The Effect of Groundwater Seepage on Stability of Tunnel by Using Strength Reduction Method Considering Fluid Solid Coupling

Abstract

During the construction period of tunnels, groundwater seepage may lead to large deformation and even collapse of tunnel. To study the effect of groundwater seepage on stability of tunnel, the strength reduction method considering fluid solid coupling was employed to calculate safety factor of tunnel by using numerical simulation. Firstly, three working cases were established to investigate the effect of groundwater seepage and calculation mode on safety factor of tunnel. Then the fluid solid indirect coupling mode was adopted to investigate the relationship between safety factor and groundwater level. Numerical results show that safety factor considering groundwater seepage is about 20% less than that without considering groundwater seepage. Numerical results of two calculation modes are almost identical, but the computational time of fluid solid indirect coupling mode is far less compared with that of fluid solid coupling mode.
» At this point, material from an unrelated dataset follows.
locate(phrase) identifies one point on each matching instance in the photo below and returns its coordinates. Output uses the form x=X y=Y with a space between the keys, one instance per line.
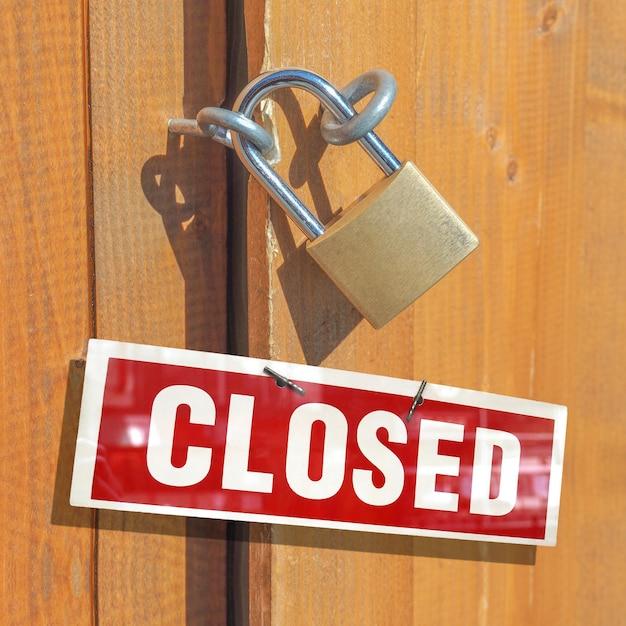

Safety factor of tunnel linearly decreases with the increase of groundwater level, with the slope of 0.26. Moreover, tunnel crown settlement increases with the increase of groundwater level when the strength reduction factor is equal. Groundwater seepage is unfavorable to control tunnel deformation. In the watery zone, groundwater level should be lowered to improve stability of tunnel on condition that it does not seriously affect surrounding environment.